Attempted to move WHT inverse rotation from dequant to graph-level ops. Goal: eliminate per-block O(128) rotation, reclaiming speed from ~10.7 to ~77 tok/s.

**Result: FAILED.** Graph-side rotation gives PPL 23.5 vs dequant-side 6.19. Root cause unknown despite extensive debugging. See `docs/pre-rotate-queries-investigation.md` for full test matrix.

**Key findings:**
- ggml_mul_mat(A, x) with row-major stored A gives A @ x (verified with 2x2 test)
- Both Q rotation and V inverse work mechanically (verified via isolation tests)
- Rotation matrices verified correct (R^T @ R = I, matches Metal WHT signs)
- Model head_dim = 256 with 128-element rotation groups (2 groups per head)
- Codex caught: `clear(true)` zeros rotation tensors without reinit (fixed)
- Codex caught: header comments had wrong matrix orientation (fixed)

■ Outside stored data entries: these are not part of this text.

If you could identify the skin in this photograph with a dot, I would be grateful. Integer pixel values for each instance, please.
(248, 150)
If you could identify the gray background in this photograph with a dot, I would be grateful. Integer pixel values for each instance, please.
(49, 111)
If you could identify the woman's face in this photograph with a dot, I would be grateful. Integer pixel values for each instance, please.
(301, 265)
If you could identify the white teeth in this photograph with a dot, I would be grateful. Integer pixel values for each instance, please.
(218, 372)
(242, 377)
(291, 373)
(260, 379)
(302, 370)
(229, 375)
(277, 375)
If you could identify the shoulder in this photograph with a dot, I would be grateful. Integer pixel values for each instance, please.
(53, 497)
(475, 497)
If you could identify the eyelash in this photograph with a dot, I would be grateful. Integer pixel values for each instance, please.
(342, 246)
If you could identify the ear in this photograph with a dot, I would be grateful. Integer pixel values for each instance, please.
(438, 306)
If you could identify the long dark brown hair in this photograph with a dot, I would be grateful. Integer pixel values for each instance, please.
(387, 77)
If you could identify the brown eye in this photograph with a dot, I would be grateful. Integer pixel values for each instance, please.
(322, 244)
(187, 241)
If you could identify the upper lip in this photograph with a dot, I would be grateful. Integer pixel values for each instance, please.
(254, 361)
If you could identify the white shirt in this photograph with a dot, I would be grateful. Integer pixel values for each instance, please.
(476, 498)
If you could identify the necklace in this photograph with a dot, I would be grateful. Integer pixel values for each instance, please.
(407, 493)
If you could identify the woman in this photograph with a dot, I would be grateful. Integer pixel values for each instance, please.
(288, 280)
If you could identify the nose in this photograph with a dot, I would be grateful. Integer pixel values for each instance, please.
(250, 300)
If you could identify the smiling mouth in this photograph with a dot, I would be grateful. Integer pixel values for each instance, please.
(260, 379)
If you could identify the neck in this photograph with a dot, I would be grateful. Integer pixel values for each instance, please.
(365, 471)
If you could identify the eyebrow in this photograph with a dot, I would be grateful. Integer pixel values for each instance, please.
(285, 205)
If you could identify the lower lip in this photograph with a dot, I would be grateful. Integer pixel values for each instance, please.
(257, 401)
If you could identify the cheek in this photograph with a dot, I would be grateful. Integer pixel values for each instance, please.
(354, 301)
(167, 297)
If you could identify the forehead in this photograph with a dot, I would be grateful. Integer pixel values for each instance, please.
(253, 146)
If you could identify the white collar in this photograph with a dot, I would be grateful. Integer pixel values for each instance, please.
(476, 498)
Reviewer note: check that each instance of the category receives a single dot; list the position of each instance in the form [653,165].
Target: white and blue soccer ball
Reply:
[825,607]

**Previous state:** Dequant inverse rotation restored. PPL = 6.194. Speed = ~10.7 tok/s.

**Root cause found (Gemini 3 Pro, later disproven):** Initially thought WHT/RoPE don't commute. Actual fix: corrected ggml column-major storage orientation for rotation matrices, then applied WHT in build_attn after RoPE.

## Speed Optimization Session (2026-03-25) — 739 → 2747 tok/s

### Step 1: FP16 WHT (739 → 1074, +45%)
Switched WHT butterfly from fp32 to fp16. Centroids fit in fp16 (max |val| = 0.19).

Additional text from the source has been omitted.